Jacques de Molay a 70 ans. Lui et Geoffroy de Charnay, maître de Normandie, ont passé les sept dernières années dans les cachots du roi. Pendant six de ces années, ils ont espéré que l’absolution du pape prononcée en leur faveur leur permettrait d’être libérés de ce cauchemar et de vivre de nouveau à l’air libre parmi ceux aimés par l’Église et le Christ. Mais, en plein climat de trahison et de désespoir, ils refusent le calvaire de la prison à perpétuité. En clamant haut et fort leur innocence et en affirmant que l’ordre du Temple était pur et saint, Jacques de Molay et Geoffroy de Charnay se dirigent vers Dieu.

Le roi ordonne immédiatement qu’ils soient condamnés comme relaps et, le soir même, aux Vêpres, ils sont emmenés sur l’île des Javiaux, située sur la Seine, à l’est de Notre-Dame, pour être mis sur le bûcher.
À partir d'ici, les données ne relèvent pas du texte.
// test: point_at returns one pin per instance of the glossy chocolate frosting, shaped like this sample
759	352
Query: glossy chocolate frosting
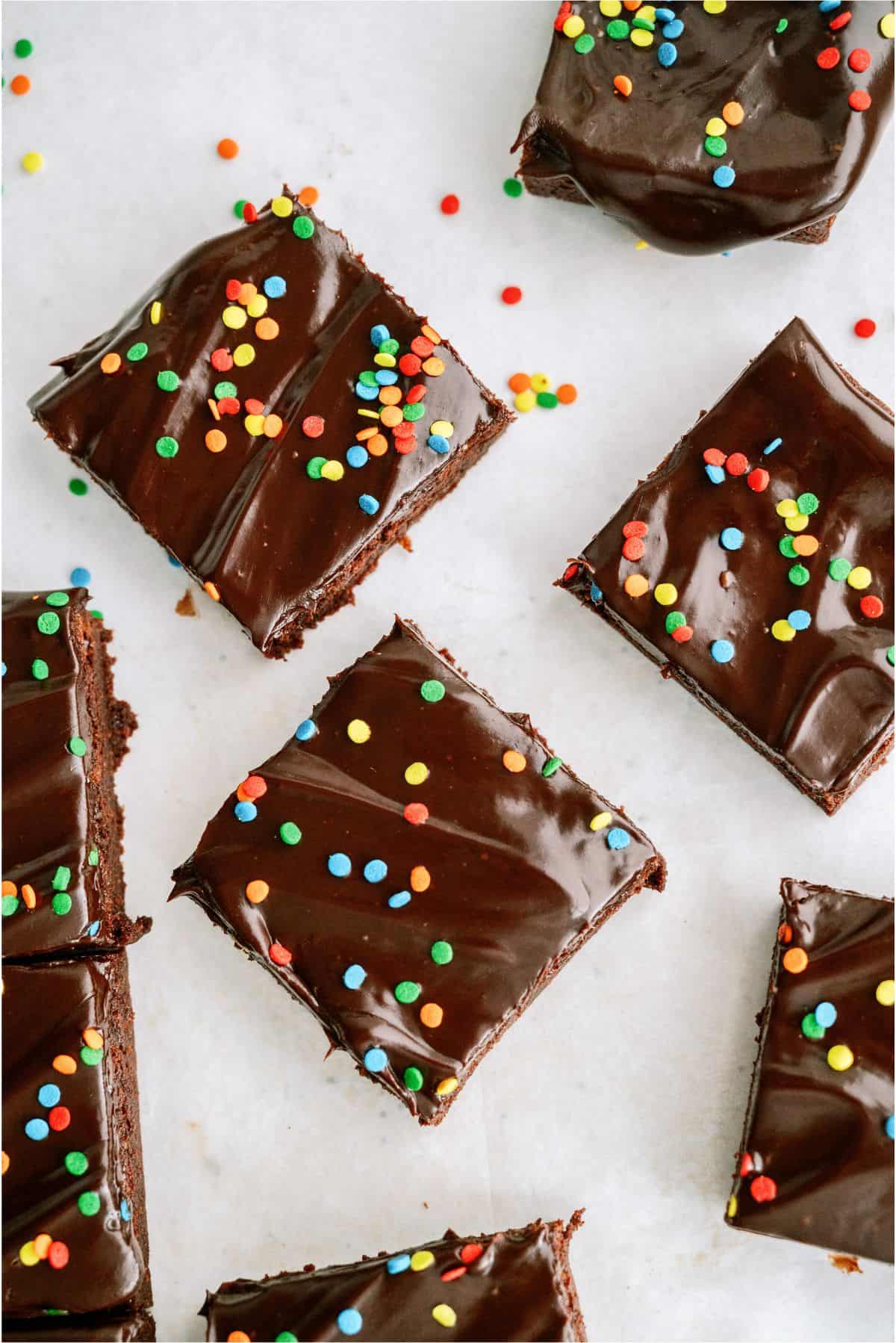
249	518
46	1010
798	152
821	705
60	816
519	880
511	1285
815	1132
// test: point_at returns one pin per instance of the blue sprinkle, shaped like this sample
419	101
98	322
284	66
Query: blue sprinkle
339	865
375	1061
618	838
355	977
731	538
349	1321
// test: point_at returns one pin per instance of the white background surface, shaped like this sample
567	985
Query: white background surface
623	1088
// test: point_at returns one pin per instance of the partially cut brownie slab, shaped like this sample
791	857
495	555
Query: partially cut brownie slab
74	1230
755	565
63	738
276	417
512	1285
815	1158
415	866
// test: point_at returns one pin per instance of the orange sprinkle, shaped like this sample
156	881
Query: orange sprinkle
215	441
795	961
420	878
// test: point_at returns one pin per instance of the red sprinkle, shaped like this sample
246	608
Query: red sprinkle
763	1189
872	606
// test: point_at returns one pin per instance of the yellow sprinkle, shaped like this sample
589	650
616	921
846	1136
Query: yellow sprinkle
359	731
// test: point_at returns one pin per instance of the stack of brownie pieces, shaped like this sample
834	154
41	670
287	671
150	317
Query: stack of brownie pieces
75	1257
Le chroniqueur décrit leurs derniers instants. « On les vit si résolus à subir le supplice du feu, avec une telle volonté qu’ils soulevèrent l’admiration chez tous ceux qui assistèrent à leur mort. »26 Les derniers des Templiers ont affronté la mort avec courage, dans la plus pure tradition de l’Ordre.